The sides of the triangle are 9 and 24, and the angle between them is 90 degrees. Find the perimeter and area.

This triangle is rectangular. The sides AB and AC, which are 9 cm and 24 cm, are legs, since they are adjacent to a right angle.
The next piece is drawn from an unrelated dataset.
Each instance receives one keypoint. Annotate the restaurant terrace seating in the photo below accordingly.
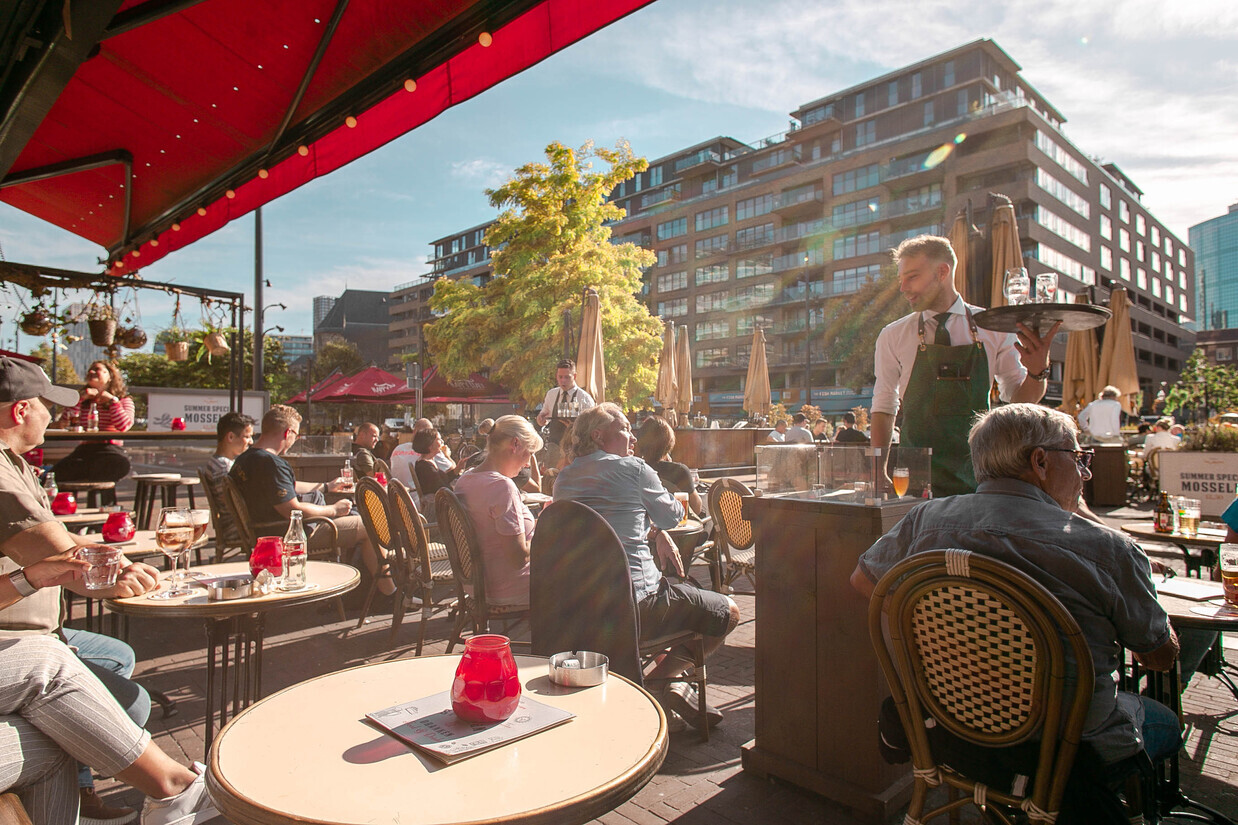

Using the Pythagorean theorem, we find the length of the BC hypotenuse:

BC ^ 2 = AB ^ 2 + AC ^ 2;

BC ^ 2 = 9 ^ 2 + 24 ^ 2 = 81 + 576 = 657;

BC = √657 = 25.6 cm.

We are looking for the perimeter of the triangle:

P = AB + BC + AC;

P = 9 + 24 + 25.6 = 58.6 cm.

Now we find the area of the triangle using Heron’s formula:

S = √p (p-a) (p-b) (p-c);

p = (a + b + c) / 2;

p = (9 + 24 + 25.6) / 2 = 58.6 / 2 = 29.3 cm;

S = √29.3 (29.3 – 9) (29.3 – 24) (29.3 – 25.6) = √29.3 20.3 5.3 3.7 = √11663.8 ≈ 108 cm2.

Answer: the perimeter of the triangle is 58.6 cm, the area is 108 cm2.